Angelika Wohlfrom aus der Politikredaktion sagt:

Keine Frage: Drei tödlich verlaufende Blutgerinnsel sind drei zu viel. Und trotzdem ist der Impfstopp mit Astrazeneca übertrieben. Denn verimpft wurde Astrazeneca bislang immerhin 1,7 Millionen mal. Das Risiko, schwer oder gar tödlich zu erkranken an dem Virus, ist also ungleich größer als ein schwerer Impfschaden. Besonders für Ältere und Vorerkrankte. Deutschlands Impfkampagne erleidet durch den Astrazeneca-Stopp nach vielen Pleiten und Pannen einen riesigen Rückschlag – mit potenziell fatalem Ausgang für viele Menschen.

Nur die Impfkampagne bringt uns weiter

Dass der Erfolg der Impfkampagne letztlich darüber entscheidet, wann und wie wir aus der Corona-Krise herauskommen, ist unbestritten.
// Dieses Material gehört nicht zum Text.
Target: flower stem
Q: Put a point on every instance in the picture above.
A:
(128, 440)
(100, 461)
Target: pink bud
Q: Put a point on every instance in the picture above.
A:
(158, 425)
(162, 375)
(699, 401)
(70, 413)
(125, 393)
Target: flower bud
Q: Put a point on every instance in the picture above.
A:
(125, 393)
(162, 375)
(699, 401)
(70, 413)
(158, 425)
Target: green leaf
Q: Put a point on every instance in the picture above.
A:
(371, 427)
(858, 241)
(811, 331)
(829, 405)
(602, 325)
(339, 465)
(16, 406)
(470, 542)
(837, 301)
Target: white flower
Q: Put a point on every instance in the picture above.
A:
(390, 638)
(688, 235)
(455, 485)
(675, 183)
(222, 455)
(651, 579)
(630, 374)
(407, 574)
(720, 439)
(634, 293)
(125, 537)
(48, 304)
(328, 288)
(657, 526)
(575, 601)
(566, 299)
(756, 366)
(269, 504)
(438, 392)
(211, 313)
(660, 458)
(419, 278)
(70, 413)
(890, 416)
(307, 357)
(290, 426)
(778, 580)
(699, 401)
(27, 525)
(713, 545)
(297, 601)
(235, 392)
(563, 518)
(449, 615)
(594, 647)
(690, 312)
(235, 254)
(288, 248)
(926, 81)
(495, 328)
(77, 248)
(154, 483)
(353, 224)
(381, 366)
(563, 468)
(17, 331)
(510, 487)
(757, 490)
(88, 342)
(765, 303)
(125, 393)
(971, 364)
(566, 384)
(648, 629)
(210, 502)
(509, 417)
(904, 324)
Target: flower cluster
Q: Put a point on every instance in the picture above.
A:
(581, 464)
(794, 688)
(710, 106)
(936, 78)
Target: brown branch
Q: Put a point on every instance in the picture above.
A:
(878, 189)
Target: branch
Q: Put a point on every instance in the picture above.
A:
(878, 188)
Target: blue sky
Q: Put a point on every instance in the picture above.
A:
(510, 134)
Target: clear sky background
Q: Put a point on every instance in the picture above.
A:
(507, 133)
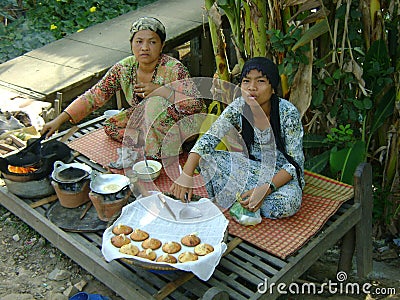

Je schneller die Kampagne fortschreitet, desto besser. Doch mit der Geschwindigkeit hapert es an allen Ecken und Enden. Dabei warten viele Menschen sehnlichst auf den Piks, der den Weg zu einem normaleren Leben möglich macht.

Alle impfen lassen, die willens sind

Spahns Vorsicht in Ehren. Doch gäbe es andere Möglichkeiten, transparent und dennoch vernünftig mit dem Risiko umzugehen: Man könnte über die mit Astrazeneca möglicherweise – denn gesichert ist das nicht – einhergehende Gefahren informieren und diejenigen auf eigenes Risiko impfen lassen, die dazu bereit und willens sind. Ich bin mir sicher: Es wären eine Menge!

Mehr Pragmatismus, bitte!

Wenn uns das deutsche Impfdesaster eines lehrt, dann das: Wir brauchen weniger Bürokratismus und weniger Bedenkenträgerei. Stattdessen eine ordentliche Portion Pragmatismus. Auch im Fall Astrazeneca wäre das möglich.